If you have a traditional IRA and you watched your balance drop earlier this year, the IRS quietly handed you a coupon. When your account value falls, you can convert those same shares to a Roth IRA and pay income tax on the depressed value, not the peak. Every dollar of recovery after the conversion grows tax-free, forever. This is the Roth conversion crash discount, and it is fully legal, fully current, and almost never marketed to you.
Here’s The Rule
A Roth conversion moves money from a pre-tax traditional IRA into a Roth IRA. You owe ordinary income tax on the converted amount in the year you convert. Here is the quirk: The IRS taxes the dollar value on the date of the conversion, not what you originally contributed and not what it grows into later. So if the S&P 500 tanks and your $100,000 IRA is temporarily worth $80,000, you pay tax on $80,000. When the market rebounds, that recovery happens inside the Roth, where withdrawals in retirement are tax-free. You have effectively told the IRS to price your future tax bill off a sale rack.
Suze Orman puts it bluntly: “When markets are down, your portfolio value is going down and that’s the time to convert.”
The Proof
The mechanic lives in Internal Revenue Code Section 408A(d)(3), which governs Roth conversions and taxes them at fair market value on the conversion date. There is no income cap on conversions, a change made permanent after the Tax Increase Prevention and Reconciliation Act of 2005 took effect in 2010. You can also convert “in kind,” meaning you move the actual shares (not cash) from one account to the other, locking in the depressed price without selling.
Why 2026 Set Up the Window
The VIX fear gauge spiked to 31.05 on March 27, 2026, its highest reading in a year. The S&P 500, tracked by the SPDR S&P 500 ETF Trust (NYSEARCA:SPY), was down 1.05% from January 2 through April 8, 2026 at the trough. Consumer sentiment collapsed to 44.8 in May 2026, deep in recessionary territory. The Fed funds rate has held at 3.75% since December 10, 2025. Anyone who converted at the April lows and rode SPY back to $747.62 on July 7 got the recovery entirely tax-free inside the Roth.
Who Qualifies, Who Should Skip It
Anyone with a traditional IRA, SEP IRA, or SIMPLE IRA (held more than two years) can convert. There are no income limits and no dollar limits on conversion amounts. Skip it if you cannot pay the tax with money outside the IRA, if the conversion would push you into a much higher bracket, or if you plan to need the converted funds within five years.
How to Run the Play in 2026
- Estimate your 2026 taxable income and identify the top of your current bracket. In 2026 the 24% bracket ends at $105,700 for single filers and $211,400 for joint filers.
- Convert only enough to “fill up” that bracket without spilling into the 32% one.
- Do the conversion in kind: move the actual beaten-down shares, not cash.
- Withhold nothing from the IRA itself.
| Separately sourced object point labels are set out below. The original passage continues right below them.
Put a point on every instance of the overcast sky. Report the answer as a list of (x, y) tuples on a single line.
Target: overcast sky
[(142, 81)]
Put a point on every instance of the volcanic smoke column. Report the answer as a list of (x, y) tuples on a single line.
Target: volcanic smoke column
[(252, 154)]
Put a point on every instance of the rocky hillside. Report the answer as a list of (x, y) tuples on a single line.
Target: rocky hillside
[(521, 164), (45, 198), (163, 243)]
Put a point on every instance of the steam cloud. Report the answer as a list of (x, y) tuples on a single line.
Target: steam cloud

Pay the tax from a taxable account so 100% of the converted balance grows tax-free.
- File Form 8606 with your return to document the conversion.
The Catch Nobody Warns You About
Three traps. First, the pro-rata rule: if you have any pre-tax money in any traditional IRA, the IRS treats all your IRAs as one pool. You cannot cherry-pick just the after-tax dollars. Second, the five-year rule: each conversion starts its own five-year clock. Touch the converted principal before five years and before age 59½, and you owe a 10% penalty. Third, no do-overs. The Tax Cuts and Jobs Act killed recharacterization in 2018. If the market drops another 20% after you convert, you cannot reverse the conversion. Pick your entry, sign the paperwork, and live with it.
The conversion deadline is December 31, 2026, not April 15. Miss the calendar year, miss the discount.